Comment by: Barry (Los Angeles, CA) Thu., Apr. 9, 2009 at 4:32 am EDT
If your health insurance is governed by a state agency, then it's best to check with that agency about their policies governing facial filler. Such as in CA, it is not considered "cosmetic" as defined by CA STATE ASSEMBLY BILL AB1621. However if your insurer is governed by Medicare, state regulations do not apply. In this case, google facial liloatrophy and you will find a host of info, incl. a same letter describing the psychological and mental effects of not treating disfigurement due to illness or treatment for illness. The next best step is to write your state and federal legislators to advocate for you. Often times this may require a letter describing the problem and why it should be considered a medical treatment and not cosmetic. Another source for support is enlisting the help of the manufacturers of facial fillers such as Sculptra and Restelayne, as they have a deep financial stake in getting the treatment approved. Finally compare the treatment to reconstruction after breast removal or hair lip surgery.
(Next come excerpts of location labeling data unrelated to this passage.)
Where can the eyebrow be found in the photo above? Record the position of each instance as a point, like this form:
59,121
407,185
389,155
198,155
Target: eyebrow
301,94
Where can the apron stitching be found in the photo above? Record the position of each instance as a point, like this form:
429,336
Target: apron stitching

That may make your letters more "human." I'm working on the issue from the Medicare viewpoint, as that's who regulates my health insurance carrier.

Comment by: Marie (new jersey) Fri., Apr. 3, 2009 at 12:13 pm EDT
I am trying to get my insurance to pay for my facial fillers. My dermatologist has sent a predetermination letter and I was informed that the codes were not correct. Can you tell what codes should be used and the proper verbiage for the letter. Thanks

Comment by: Robert Garrett (Ft Lauderdale, FL) Thu., Apr. 2, 2009 at 2:10 pm EDT
Can Deca contribute to belly size?

Comment by: DaphneeLee (rural NC) Thu., Apr. 2, 2009 at 1:49 pm EDT
After reading article there was nothing NEW to learn about LIPO. Well to be fair, he did go into great detail breaking down the differences and such but this is all old news, nothing new and the Doctors in US/HIV are still scratching their heads as to what to do. All this article demonstrated to me was we still have not moved forward and we desperately need to involve ourselves politically and educate and demand that our comprehensive medical needs be a part of best medical practices for our well being.